To address the dual challenges of privacy leakage induced by large language models (LLMs) and suboptimal performance of small language models (SLMs) in text-to-SQL translation, this paper proposes MaskSQL—a semantic abstraction–based privacy-preserving framework. Methodologically, MaskSQL replaces sensitive fields in prompts via tunable, semantics-preserving abstract mappings—rather than simple masking or generalization—and integrates a context-aware restoration mechanism to enable secure, faithful SQL generation. Crucially, it operates without requiring local model deployment, thus balancing strong privacy guarantees with high semantic utility. Experimental results demonstrate that MaskSQL significantly outperforms state-of-the-art SLMs across multiple benchmarks, approaches the performance of top-tier LLMs, and strictly prevents sensitive information leakage. By enabling accurate, privacy-compliant text-to-SQL conversion, MaskSQL establishes a novel pathway for deploying large models safely in high-privacy-demand scenarios.

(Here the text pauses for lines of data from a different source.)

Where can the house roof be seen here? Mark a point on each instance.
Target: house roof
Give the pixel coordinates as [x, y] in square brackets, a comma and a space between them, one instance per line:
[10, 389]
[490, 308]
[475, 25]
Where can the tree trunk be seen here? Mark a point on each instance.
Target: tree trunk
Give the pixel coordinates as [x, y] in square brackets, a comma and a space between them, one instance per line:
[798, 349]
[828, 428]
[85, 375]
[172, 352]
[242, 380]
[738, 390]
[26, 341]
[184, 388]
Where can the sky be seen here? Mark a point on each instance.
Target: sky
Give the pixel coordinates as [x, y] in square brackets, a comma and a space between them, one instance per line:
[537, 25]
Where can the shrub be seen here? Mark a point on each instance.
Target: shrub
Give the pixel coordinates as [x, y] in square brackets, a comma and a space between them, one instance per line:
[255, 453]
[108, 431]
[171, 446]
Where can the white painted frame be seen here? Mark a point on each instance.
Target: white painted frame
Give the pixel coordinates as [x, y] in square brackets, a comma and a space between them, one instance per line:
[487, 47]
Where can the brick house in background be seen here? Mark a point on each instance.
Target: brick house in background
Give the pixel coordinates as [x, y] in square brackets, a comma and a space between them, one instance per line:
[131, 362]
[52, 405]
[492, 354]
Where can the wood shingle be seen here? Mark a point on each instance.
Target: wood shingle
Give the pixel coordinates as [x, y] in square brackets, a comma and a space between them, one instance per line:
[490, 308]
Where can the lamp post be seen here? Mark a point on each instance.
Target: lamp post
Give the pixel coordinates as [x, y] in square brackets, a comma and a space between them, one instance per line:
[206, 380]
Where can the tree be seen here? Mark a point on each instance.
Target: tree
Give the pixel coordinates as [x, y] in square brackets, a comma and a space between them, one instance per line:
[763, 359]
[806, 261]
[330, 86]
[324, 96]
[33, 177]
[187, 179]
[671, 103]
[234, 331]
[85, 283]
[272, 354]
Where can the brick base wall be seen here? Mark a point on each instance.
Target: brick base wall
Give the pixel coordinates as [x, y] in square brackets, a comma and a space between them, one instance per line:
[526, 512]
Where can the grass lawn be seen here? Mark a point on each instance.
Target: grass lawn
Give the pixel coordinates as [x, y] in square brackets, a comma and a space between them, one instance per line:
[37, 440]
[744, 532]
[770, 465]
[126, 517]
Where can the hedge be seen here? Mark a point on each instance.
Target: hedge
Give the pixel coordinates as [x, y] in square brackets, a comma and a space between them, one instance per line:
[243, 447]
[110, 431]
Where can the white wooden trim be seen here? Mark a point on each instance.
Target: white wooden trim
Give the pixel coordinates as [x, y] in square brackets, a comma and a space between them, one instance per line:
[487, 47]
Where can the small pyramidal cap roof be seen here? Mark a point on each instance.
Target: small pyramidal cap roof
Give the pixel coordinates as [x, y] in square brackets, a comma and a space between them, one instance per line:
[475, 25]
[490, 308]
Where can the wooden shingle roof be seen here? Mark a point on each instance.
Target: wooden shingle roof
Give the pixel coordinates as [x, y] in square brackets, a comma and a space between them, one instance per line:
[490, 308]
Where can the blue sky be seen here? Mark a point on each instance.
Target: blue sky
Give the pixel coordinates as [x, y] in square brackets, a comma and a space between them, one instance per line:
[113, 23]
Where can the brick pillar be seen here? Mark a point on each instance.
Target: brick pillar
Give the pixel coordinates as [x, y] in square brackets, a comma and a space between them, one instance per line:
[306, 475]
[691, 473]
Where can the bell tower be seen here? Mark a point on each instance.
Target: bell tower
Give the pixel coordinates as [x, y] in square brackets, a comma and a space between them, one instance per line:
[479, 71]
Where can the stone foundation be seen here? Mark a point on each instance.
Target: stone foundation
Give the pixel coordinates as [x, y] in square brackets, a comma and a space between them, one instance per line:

Large language models (LLMs) have shown promising performance on tasks that require reasoning, such as text-to-SQL, code generation, and debugging. However, regulatory frameworks with strict privacy requirements constrain their integration into sensitive systems. State-of-the-art LLMs are also proprietary, costly, and resource-intensive, making local deployment impractical. Consequently, utilizing such LLMs often requires sharing data with third-party providers, raising privacy concerns and risking noncompliance with regulations. Although fine-tuned small language models (SLMs) can outperform LLMs on certain tasks and be deployed locally to mitigate privacy concerns, they underperform on more complex tasks such as text-to-SQL translation. In this work, we introduce MaskSQL, a text-to-SQL framework that utilizes abstraction as a privacy protection mechanism to mask sensitive information in LLM prompts. Unlike redaction, which removes content entirely, or generalization, which broadens tokens, abstraction retains essential information while discarding unnecessary details, striking an effective privacy-utility balance for the text-to-SQL task. Moreover, by providing mechanisms to control the privacy-utility tradeoff, MaskSQL facilitates adoption across a broader range of use cases. Our experimental results show that MaskSQL outperforms leading SLM-based text-to-SQL models and achieves performance approaching state-of-the-art LLM-based models, while preserving privacy.